A little Fort Worth hole-in-the-wall cafe has $6 lunch, $1.25 tacos and lots of flavor
Day Break Cafe is the ultimate pandemic restaurant.
If rising prices are a worry, Day Break, 2720 White Settlement Road, has a daily lunch special with tea for $6.
Burgers and sandwiches cost $3-$4. A pancake breakfast with eggs and bacon costs less than $5.
Day Break opens at 5 a.m. and stays open until 4 p.m. for safer, less crowded dining off-hours.
And there’s a drive-thru window.
None of the food is the least bit fancy. It’s just inexpensive cooking in an industrial cafe, priced so customers can bring and feed the whole family.

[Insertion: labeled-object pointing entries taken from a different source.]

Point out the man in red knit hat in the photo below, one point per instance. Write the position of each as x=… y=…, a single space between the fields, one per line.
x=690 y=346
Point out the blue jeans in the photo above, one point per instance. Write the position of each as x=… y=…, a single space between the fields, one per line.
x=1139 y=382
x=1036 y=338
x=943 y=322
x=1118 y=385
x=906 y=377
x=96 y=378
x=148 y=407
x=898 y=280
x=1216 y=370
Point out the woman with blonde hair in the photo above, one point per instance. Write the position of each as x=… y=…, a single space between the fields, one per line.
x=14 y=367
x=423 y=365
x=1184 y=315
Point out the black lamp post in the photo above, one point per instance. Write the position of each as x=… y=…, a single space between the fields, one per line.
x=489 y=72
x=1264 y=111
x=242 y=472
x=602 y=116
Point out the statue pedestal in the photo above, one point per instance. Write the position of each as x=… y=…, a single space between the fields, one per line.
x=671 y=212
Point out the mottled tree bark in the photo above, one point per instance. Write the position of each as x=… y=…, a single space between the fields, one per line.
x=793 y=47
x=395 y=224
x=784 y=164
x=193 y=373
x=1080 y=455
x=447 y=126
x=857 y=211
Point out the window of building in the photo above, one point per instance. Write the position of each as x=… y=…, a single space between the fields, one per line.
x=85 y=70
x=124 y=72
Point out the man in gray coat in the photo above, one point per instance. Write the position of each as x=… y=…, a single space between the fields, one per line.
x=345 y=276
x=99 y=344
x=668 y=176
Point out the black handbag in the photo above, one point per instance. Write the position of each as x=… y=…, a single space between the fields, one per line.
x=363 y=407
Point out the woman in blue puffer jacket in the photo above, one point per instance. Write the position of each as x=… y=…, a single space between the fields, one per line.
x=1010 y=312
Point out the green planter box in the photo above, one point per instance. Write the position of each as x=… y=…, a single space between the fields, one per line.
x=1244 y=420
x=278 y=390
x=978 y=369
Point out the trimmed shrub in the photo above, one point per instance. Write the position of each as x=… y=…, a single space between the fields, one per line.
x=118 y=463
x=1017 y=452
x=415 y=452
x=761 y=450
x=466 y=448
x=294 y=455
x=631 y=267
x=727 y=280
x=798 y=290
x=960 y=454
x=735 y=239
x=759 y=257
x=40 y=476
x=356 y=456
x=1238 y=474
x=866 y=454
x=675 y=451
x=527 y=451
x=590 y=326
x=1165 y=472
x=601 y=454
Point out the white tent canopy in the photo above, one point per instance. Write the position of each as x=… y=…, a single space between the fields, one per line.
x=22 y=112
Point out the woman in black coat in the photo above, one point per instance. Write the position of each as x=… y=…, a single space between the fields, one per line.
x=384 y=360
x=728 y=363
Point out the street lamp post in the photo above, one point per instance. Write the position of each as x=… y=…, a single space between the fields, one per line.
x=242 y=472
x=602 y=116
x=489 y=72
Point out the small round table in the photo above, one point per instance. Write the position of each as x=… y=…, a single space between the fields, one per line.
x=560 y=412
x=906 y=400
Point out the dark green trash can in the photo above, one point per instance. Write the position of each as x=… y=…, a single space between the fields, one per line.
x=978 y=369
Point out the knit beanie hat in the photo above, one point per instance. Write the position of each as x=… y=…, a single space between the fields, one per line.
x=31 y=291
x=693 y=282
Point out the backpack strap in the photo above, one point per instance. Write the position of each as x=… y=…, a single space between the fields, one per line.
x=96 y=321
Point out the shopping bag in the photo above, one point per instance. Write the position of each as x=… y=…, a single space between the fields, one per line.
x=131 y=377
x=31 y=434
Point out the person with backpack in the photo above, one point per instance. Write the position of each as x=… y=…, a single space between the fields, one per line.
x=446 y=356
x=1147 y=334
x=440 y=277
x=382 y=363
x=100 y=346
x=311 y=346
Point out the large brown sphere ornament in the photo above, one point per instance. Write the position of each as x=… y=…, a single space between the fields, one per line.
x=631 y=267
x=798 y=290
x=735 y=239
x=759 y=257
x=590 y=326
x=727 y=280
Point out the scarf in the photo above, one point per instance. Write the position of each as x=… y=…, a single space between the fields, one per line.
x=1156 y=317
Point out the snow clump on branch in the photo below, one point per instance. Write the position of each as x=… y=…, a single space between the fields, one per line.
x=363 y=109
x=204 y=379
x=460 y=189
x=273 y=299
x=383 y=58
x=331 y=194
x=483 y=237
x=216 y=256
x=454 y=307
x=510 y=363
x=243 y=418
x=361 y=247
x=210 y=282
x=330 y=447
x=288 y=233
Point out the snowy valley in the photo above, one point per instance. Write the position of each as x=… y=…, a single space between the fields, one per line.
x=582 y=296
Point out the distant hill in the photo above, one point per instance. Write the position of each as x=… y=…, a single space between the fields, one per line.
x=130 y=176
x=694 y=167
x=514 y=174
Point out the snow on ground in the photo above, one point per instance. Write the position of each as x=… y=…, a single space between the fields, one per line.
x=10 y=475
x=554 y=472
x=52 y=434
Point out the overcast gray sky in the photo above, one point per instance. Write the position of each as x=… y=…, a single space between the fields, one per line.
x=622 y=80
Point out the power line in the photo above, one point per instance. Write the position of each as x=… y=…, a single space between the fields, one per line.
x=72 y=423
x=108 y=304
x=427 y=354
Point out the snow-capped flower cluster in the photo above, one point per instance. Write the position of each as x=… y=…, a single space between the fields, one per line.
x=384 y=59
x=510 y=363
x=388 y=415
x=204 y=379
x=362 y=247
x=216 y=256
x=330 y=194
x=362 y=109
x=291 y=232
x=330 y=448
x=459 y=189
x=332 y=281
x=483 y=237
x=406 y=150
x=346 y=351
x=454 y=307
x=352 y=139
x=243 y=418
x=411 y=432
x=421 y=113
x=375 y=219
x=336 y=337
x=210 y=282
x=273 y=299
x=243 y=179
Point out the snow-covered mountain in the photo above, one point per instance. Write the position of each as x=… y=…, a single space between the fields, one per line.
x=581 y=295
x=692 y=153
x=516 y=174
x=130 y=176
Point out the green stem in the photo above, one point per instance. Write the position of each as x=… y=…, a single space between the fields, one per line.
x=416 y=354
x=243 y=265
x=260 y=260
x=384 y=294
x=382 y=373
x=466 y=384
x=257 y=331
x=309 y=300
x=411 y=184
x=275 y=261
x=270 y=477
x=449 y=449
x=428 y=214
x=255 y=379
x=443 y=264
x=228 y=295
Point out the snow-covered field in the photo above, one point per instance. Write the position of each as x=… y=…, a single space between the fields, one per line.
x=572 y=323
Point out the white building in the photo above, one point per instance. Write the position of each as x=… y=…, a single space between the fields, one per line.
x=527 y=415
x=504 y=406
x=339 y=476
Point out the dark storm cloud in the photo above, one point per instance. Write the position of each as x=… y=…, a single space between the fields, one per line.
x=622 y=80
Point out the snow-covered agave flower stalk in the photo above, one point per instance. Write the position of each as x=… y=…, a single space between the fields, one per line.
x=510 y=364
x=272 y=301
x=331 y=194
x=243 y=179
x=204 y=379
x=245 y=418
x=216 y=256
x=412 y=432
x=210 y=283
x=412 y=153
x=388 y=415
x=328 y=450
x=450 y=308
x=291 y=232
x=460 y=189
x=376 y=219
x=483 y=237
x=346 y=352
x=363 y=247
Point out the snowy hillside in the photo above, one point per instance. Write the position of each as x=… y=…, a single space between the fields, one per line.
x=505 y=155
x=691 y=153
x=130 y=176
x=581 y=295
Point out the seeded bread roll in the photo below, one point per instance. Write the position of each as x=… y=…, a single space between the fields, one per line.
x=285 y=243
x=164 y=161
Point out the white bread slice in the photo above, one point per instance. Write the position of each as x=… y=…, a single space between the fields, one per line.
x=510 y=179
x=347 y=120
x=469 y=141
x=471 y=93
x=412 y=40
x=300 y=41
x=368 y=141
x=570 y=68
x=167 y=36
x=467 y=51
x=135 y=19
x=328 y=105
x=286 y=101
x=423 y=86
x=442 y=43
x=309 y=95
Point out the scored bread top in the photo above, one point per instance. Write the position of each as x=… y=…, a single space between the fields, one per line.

For 26 years, owner Mario Garcia has worked the counter and window nearly every single day.
His goal: “I want someplace people can get a lunch or bring the family.”
“Sure, I could make a $10 burrito,” he said. (His cost $2.29, tacos $1.25.)
“But I don’t want a place where people just come once a month,” he said. “I want to see people every day, or every week.”
I’ve known Day Break customers to go twice a day. Or stop for breakfast and take home lunch or dinner.
It opened in 1993, and Garcia started in 1995.
Since then, I never remember a day when he wasn’t there.
During ice storms, he rolled burritos for the workers trying to restore power.
At the worst of the COVID-19 pandemic, he handed sackfuls of lunches out the drive-thru window to West 7th workers in need.
Breakfast is the showcase meal.
“I like to get up early,” Garcia said. “I like to start the day early and finish early.”
The pancakes compare favorably to those as Fort Worth’s best short-order cafes.
The top-dollar breakfast item is a $6.89 sirloin steak-and-eggs or steak ranchero. Or choose a pork chop or chicken-fried steak.)
The lunches are basic grill cooking. Don’t expect anything elaborate.
The $6 lunch alternates on different days from enchiladas or tacos to spaghetti-and-meatballs. (Children’s plates cost about $3.)
The crowd is a mixture of solo diners squeezing into the booths up front, groups around the main dining tables and families in the cave-like back dining room.
(The building is 71 years old. It was originally a real estate and insurance office, and became a cafe in 1957.)
Even if you’re not on a budget, it’s a good stop for chilaquiles, pancakes-and-bacon, a cheeseburger or the soft or crispy tacos.